Europa-League-Sieger Atlético Madrid: So ein Titel nach so einer Saison
Mit 3:0 schlägt Atlético Madrid im Europa-League-Finale Olympique Marseille. Mit Griezmann und Torres werden aber zwei Stars gehen.
Überhöhungen kann im Weltfußball keiner so gut wie Simeone. 2012 eröffnete der Argentinier die Renaissance des Madrider Volksklubs mit dem Gewinn der Europa League, nach einer spanischen Meisterschaft (2014) sowie zwei dramatisch verlorenen Champions-League-Finals gegen Stadtnachbar Real (2014, 2016) war man durch das souveräne 3:0 in Lyon wieder beim selben Pokal angelangt. „Dieser Titel ist viel größer als nur eine Europa League“, betonte Simeone also mehrfach. „Er ist eine Ehrerbietung an die Konstanz, an die Arbeit, an die Beharrlichkeit.“
Und wichtig nach einer schwierigen Saison mit Stadionumzug, Fifa-Transfersperre und Champions-League-Gruppen-Aus ist der Titel auch. Doch nach diesem Aus hatte Kapitän Gabi sogar offen eingeräumt, die Europa League sei ein „Scheiß“ im Vergleich. Tatsächlich stellte das Finale dann keine echte Herausforderung für diese routinierte Spitzenelf dar. Schon im Vorfeld diskutierte man mehr darüber, wer denn die Trophäe in Empfang nehmen sollte: Gabi oder die scheidende Klubikone Fernando Torres. Letztlich reckten den Pokal beide zusammen in die Luft.
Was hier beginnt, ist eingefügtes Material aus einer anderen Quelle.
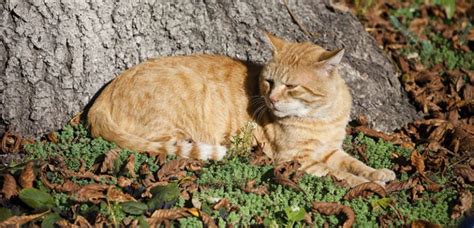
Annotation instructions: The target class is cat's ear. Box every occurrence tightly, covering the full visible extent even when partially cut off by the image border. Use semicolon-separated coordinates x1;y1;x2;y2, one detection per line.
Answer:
320;49;344;66
317;49;345;74
264;31;285;53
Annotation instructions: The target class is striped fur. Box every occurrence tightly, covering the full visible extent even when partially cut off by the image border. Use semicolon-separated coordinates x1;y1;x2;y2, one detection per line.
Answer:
87;33;396;186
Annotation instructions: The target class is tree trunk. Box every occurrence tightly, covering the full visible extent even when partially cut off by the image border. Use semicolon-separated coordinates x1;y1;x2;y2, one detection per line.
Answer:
0;0;419;137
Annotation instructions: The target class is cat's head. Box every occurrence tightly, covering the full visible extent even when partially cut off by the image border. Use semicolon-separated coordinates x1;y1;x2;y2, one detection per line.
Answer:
260;32;345;119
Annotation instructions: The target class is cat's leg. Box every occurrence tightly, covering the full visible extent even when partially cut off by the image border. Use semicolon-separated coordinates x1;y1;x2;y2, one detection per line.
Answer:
324;149;396;183
300;159;371;187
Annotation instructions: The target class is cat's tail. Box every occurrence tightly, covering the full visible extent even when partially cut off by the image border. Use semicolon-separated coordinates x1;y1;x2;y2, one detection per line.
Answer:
87;109;227;160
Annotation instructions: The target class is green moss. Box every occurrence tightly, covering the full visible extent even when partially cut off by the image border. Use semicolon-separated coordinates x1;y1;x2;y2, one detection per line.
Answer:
396;189;457;225
19;124;463;226
24;124;115;171
389;2;473;71
350;133;411;169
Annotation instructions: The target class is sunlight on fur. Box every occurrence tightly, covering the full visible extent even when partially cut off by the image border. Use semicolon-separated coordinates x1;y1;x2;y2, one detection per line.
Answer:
87;32;396;186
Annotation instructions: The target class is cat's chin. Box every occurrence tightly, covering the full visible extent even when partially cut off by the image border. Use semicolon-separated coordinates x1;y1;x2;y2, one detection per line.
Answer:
271;110;287;118
271;110;308;119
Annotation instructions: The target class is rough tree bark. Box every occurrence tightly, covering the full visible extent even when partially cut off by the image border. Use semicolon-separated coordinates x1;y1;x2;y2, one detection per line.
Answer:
0;0;419;137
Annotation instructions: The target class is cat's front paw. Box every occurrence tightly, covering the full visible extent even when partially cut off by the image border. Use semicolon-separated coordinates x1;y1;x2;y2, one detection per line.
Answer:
368;168;396;182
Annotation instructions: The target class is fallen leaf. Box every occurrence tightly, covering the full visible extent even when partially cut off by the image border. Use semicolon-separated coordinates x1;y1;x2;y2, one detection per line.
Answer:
126;153;136;178
273;161;305;192
74;215;93;227
38;165;80;193
156;159;203;182
69;112;82;127
74;184;109;203
0;210;49;227
107;186;136;202
147;208;216;228
386;178;417;193
312;202;355;228
19;161;35;189
117;176;134;188
399;56;410;73
451;190;473;219
213;198;239;212
250;142;273;166
455;165;474;183
241;179;269;195
100;148;121;174
1;132;23;153
411;220;442;228
411;150;426;176
46;132;58;143
343;182;387;200
1;174;18;199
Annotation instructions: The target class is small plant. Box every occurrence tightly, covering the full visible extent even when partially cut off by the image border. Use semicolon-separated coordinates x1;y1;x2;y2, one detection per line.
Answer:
228;122;256;158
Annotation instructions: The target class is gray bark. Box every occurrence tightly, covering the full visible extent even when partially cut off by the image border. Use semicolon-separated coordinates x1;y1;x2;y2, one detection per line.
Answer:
0;0;419;137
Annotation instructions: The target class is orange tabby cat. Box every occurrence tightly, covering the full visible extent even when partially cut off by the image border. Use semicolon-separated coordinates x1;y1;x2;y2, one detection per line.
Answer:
87;33;396;186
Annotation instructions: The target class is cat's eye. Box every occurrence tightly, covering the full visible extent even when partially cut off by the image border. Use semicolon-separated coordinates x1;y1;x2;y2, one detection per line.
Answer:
265;79;274;86
285;84;297;89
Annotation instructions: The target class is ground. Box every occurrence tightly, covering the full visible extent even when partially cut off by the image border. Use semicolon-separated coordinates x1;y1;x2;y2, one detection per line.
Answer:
0;0;473;227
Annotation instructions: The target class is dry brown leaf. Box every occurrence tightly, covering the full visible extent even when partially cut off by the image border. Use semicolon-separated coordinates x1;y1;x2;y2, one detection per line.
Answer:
74;184;109;203
242;179;269;195
451;190;473;219
411;220;442;228
46;132;58;143
386;178;417;193
125;153;136;178
74;215;93;227
39;165;80;192
1;132;23;153
56;219;74;228
117;176;133;188
156;159;203;181
148;208;216;228
354;126;394;142
412;184;425;201
212;198;239;213
312;202;355;228
139;163;151;176
1;174;18;199
107;186;136;202
304;212;313;225
273;161;305;192
411;150;426;175
408;18;429;38
343;182;387;200
0;210;49;226
455;165;474;183
19;161;35;189
398;56;410;73
250;142;273;166
451;125;474;153
61;168;116;184
69;112;82;127
100;148;120;173
213;198;231;211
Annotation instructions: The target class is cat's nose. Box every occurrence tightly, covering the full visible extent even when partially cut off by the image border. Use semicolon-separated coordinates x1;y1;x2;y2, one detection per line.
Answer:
269;96;278;104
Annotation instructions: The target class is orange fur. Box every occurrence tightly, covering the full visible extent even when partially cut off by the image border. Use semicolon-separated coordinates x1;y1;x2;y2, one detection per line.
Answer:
87;33;396;186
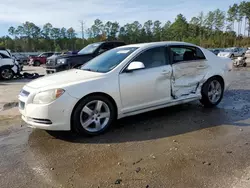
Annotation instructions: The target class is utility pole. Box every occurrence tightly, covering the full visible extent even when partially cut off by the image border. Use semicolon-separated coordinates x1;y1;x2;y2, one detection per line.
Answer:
79;20;85;44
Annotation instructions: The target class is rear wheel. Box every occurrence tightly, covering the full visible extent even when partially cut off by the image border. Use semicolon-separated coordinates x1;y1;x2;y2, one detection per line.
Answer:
71;95;116;136
0;67;14;80
200;77;224;108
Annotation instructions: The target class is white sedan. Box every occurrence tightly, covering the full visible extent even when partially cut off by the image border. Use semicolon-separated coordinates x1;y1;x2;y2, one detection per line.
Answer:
19;42;233;135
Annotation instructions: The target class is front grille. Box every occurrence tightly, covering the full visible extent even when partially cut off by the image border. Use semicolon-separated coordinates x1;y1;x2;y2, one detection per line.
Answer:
46;59;56;66
20;89;30;97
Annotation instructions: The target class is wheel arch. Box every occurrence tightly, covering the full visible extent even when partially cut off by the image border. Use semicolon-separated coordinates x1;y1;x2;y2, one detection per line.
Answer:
0;64;14;70
70;92;118;130
202;75;225;91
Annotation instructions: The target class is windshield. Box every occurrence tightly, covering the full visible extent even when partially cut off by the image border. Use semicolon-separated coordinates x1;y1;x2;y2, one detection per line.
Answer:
81;47;138;73
224;48;234;52
78;43;102;55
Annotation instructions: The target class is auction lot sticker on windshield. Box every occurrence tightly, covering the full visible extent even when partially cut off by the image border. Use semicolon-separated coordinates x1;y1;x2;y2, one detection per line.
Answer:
117;50;130;54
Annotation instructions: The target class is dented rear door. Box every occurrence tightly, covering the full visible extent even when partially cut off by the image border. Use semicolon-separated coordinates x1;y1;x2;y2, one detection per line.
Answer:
168;45;209;98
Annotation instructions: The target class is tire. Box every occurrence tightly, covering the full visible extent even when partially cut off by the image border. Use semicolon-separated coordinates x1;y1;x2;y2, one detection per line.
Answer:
71;95;116;136
243;63;247;67
34;61;41;66
0;66;14;80
200;77;224;108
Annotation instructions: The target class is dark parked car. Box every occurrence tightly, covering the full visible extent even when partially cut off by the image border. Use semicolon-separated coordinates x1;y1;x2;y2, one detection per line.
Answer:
13;53;29;65
45;41;126;74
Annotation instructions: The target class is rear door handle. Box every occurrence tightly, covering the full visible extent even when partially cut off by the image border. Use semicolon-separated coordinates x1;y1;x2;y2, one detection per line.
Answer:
197;65;207;69
161;70;171;75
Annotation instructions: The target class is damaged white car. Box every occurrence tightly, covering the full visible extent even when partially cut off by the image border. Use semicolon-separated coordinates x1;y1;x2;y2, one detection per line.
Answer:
0;47;21;80
19;42;233;135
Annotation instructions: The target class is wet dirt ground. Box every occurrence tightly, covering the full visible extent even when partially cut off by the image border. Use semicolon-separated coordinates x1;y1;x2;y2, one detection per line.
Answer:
1;66;250;188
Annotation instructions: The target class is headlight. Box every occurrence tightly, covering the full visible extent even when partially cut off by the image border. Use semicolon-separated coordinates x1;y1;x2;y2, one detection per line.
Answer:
33;89;65;104
57;59;67;64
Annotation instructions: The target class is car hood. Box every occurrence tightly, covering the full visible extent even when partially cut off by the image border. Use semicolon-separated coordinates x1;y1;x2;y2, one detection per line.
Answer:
26;69;103;89
55;53;93;60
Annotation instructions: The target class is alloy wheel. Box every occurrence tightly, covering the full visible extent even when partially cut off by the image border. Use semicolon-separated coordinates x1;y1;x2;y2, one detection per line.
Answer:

Für Torres, der von 2007 bis 2015 im Ausland spielte, war es ja tatsächlich der erste Titel mit dem Klub, bei dem er als „Niño“, als Kind, in Zweitligazeiten zum Erlöser ausgerufen wurde. Obwohl er in Lyon erst in der Schlussminute eingewechselt wurde, begrüßte der Weltmeister, Europameister und Champions-League-Sieger den Titel als den „emotional wichtigsten“ seiner Karriere: „Mein Kindheitstraum hat sich erfüllt.“
Griezmanns Zukunft ist ungewiss
Dass er überhaupt noch kurz mittun durfte, hatte er indes dem Doppeltorschützen Antoine Griezmann zu verdanken. Während die Mitspieler in der 89. Minute das 3:0 durch Gabi feierten, lief der Franzose zur Ersatzbank und forderte Burgos auf: „Bring Torres!“
Dabei steht Griezmann ja vor dem Absprung zum FC Barcelona, daran hat auch der erste wichtige Titel seiner Karriere mit einem Weltklassetor zum 2:0 nichts geändert. Als er später seine Trophäe für den Mann des Spiels feinsäuberlich wie ein Auftragskiller seine Waffe im zugehörigen Koffer verstaut hatte, vermied er jedes Bekenntnis. „Jetzt ist nicht der Moment, über die Zukunft zu sprechen“, sagte der Franzose nur. Denn erst zum 1. Juli, wenn seine Ausstiegsklausel von 200 Millionen auf 100 Millionen sinkt, dürfte Klarheit möglich sein.
So lange kann Atlético noch mit allen Mitteln versuchen, ihn umzustimmen: mit dem Faktor Simeone – „er hat mich unter die Top drei der Welt gebracht“, räumte Griezmann in Lyon ein; mit harter Währung – das jüngste Angebot soll bei 20 Millionen Euro Nettojahresgehalt liegen, was ihn direkt hinter Messi, Neymar und Ronaldo einreihen würde; mit dramatischen Appellen wie von Geschäftsführer Miguel Ángel Gil Marín – „Griezmann muss sich entscheiden, ob er hier Geschichte schreiben oder anderswo einer unter vielen sein will“ –; oder mit zartem Verständnis wie von Simeone: „Wenn Antoine bleibt, werden wir natürlich weiter wachsen. Wenn er geht, werde ich ihm für alles danken, für seinen Einsatz, dafür, dass er hier sein Leben gab.“
Torres riet Griezmann nach dem Schlusspfiff: „Jetzt feier erst mal und dann entscheidest du.“ Doch die nächste Europakampagne muss Atlético wohl ohne beide angehen. 2019 wird das Finale sogar im eigenen Stadion gespielt. Dem der Champions League. Und das soll es dann auch bitte schön wieder sein.